Чётко, образно, нелицеприятно «по сути» ответил друг. Да только что же это я, на самом деле, за такое-эдакое, что вызываю и у ГБ, и у любящего человека столь схожие желания «усмирить» меня и остричь?.. Заслышав на Севере лязг ножниц, я, как «лишняя ветка», самочинно отломила себя от ствола. Место отрыва и сейчас ещё нещадно саднило. Выходит, что-то надобно «усмирять» и «стричь» ещё и ещё?
Что и говорить, в письме хватало неканонических, проницательных наблюдений. Про «анархию», про «треба дисциплинки», про «нож да лыко разума». Со многим можно было согласиться. А вот в чём он узрел «силу жизни», если каждый день и час сама я чувствовала себя так неуверенно? И подумалось – тогда ещё вроде бы попутно, – что трезвость Бориса очень в новинку. И – очень неспроста.
* * *
В конце лета Александра Фёдоровна устроилась работать библиотекарем в один из подмосковных пионерских лагерей. Попытки в любом качестве пристроить и меня разбивались, как и прежде, о нелегальное проживание в Москве и паспортную рогатку.
– На несколько дней приедешь ко мне погостить, – отвоевала наше «вдвоём» мать Бориса. – Я сказала: ко мне приедет невестка…
Внутри всё было натянуто. Как я справлюсь со своими «честно-нечестно» при ответе на вопрос о её сыне, который – я это понимала – непременно будет задан, когда мы окажемся с ней вдвоём?

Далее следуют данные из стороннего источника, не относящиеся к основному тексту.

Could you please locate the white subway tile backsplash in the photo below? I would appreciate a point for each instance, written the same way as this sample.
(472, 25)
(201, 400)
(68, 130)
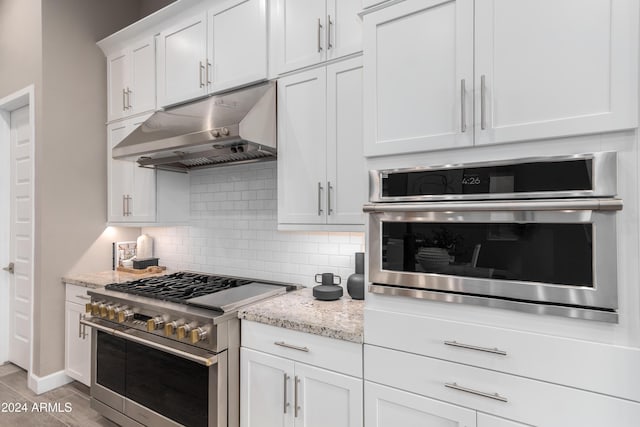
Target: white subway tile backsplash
(233, 231)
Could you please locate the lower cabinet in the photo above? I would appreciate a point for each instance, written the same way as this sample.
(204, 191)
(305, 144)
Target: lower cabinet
(290, 378)
(77, 339)
(277, 392)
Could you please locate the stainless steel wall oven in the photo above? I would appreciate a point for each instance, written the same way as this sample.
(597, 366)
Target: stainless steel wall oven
(535, 235)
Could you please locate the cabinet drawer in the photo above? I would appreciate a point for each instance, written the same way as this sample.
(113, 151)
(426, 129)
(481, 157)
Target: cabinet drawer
(329, 353)
(543, 357)
(77, 294)
(528, 401)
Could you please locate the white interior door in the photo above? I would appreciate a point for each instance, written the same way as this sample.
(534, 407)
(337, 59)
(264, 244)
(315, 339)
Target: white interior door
(21, 237)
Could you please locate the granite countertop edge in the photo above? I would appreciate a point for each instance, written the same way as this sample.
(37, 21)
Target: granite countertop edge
(341, 319)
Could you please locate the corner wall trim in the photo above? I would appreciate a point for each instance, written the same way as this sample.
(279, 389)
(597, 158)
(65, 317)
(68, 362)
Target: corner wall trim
(41, 385)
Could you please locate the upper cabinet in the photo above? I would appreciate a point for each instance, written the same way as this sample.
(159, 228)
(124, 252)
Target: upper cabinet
(321, 170)
(131, 80)
(444, 74)
(213, 51)
(310, 32)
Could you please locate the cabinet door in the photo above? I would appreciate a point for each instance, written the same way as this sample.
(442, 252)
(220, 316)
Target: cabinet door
(389, 407)
(418, 57)
(266, 393)
(241, 59)
(555, 67)
(344, 27)
(346, 169)
(77, 360)
(301, 33)
(326, 398)
(485, 420)
(142, 95)
(119, 174)
(302, 148)
(117, 81)
(182, 61)
(142, 204)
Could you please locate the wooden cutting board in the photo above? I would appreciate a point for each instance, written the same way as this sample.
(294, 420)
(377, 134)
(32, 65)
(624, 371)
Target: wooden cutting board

Автобус, в котором я ехала в Одинцово, неожиданно остановили двое милиционеров. Проверка документов грозила высылкой из столицы в двадцать четыре часа, могла поставить под удар Александру Фёдоровну. Я только делала вид, что храбро переношу нелегальщину, а сейчас кто-то из пассажиров даже спросил меня: «Дать валидол?» Милиционеры же всего-навсего указали водителю, как объехать опасный участок пути: взрывали стоявшую у дороги облупленную, грязно-белого цвета церковь семнадцатого века. Не справляясь со стойкостью стен, динамит только оставлял выбоины.
– Темнота, – ворчал водитель, – небось и не ведают, что в прошлые века, когда церковь ставили, в цемент яичный белок подмешивали…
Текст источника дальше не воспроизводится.